Ce centrage sur les besoins des usagers est la seconde particularité de la Cité des métiers. L'espace et la signalétique sont structurés pour suivre, autant que faire se peut, l’organisation des préoccupations des individus. Toute proposition (conseil, outil, événement) est conçue et présentée en liaison avec un objectif qu'elle permet d'atteindre. Ainsi, les conseillers des diverses institutions œuvrent-ils non sous les logos de leurs institutions respectives ou de mesures administratives, mais sous des enseignes indiquant une préoccupation : “ changer sa vie professionnelle ”, “ créer son activité ”…

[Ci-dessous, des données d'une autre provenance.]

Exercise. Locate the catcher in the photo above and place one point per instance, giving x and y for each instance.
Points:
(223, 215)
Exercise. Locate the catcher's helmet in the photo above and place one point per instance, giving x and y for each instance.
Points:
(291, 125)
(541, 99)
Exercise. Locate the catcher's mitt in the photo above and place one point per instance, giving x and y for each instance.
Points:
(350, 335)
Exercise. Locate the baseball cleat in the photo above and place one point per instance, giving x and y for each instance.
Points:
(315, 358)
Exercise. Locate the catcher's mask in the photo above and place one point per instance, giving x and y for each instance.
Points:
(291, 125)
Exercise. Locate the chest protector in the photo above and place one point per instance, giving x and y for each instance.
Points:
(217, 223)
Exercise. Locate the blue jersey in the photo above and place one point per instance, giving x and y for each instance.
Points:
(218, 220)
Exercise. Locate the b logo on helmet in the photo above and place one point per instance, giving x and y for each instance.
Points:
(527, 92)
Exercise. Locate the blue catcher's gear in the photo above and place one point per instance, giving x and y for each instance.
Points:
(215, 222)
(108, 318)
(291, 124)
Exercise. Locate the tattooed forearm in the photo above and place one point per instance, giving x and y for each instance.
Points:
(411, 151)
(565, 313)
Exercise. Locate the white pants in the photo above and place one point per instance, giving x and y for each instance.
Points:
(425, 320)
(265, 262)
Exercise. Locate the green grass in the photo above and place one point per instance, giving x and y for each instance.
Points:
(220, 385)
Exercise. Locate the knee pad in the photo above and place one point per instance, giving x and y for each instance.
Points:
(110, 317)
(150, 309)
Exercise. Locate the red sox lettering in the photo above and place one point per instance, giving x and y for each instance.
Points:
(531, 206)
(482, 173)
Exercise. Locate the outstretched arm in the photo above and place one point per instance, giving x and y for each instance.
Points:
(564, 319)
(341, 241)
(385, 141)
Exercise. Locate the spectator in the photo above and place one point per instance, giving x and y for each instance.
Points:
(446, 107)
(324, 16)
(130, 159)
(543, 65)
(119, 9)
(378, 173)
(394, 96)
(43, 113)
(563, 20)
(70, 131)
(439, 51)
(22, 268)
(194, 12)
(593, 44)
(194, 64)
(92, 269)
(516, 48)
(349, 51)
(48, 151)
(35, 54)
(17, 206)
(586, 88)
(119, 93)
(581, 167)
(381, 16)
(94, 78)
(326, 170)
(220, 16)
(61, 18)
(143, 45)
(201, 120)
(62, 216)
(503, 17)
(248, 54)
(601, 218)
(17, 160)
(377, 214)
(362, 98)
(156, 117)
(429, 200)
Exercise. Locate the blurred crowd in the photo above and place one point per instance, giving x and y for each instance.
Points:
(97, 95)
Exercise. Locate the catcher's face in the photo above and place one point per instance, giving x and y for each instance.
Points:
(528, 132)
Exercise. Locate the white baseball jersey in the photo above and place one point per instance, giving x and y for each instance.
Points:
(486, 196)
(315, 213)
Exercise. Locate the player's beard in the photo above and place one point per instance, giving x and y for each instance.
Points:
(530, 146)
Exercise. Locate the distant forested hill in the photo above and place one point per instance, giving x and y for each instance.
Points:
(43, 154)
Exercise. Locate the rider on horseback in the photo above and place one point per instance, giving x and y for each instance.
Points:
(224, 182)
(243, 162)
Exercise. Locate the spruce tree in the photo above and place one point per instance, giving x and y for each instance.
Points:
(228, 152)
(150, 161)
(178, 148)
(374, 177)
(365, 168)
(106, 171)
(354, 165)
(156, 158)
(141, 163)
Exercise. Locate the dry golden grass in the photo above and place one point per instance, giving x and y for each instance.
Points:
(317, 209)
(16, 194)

A l’usage, on constate que cette plate-forme remplit trois fonctions nécessaires et complémentaires aux réseaux des services de l'emploi, de la formation et de l'orientation : elle est à la fois aiguillage et vitrine en amont ; en aval, elle est “ service consommateur ” et n'assure pas de suivi individuel. C'est l'usager qui reste intégralement propriétaire de ses démarches. La cité des métiers complète donc les lieux habituels des réseaux, comme les CIO, les ALE[88], les missions locales et autres centres de bilan sans faire double emploi. Elle se différencie en cela radicalement du traditionnel concept de “ guichet unique ”, qui réunit en un même lieu les services habituels des différents réseaux, dans une simple logique de regroupement géographique. Les institutions et les personnels qui la co-animent y développent d'ailleurs de nouvelles façons de travailler et de nouvelles compétences, qui transforment les métiers traditionnels des divers conseillers à la vie professionnelle[89].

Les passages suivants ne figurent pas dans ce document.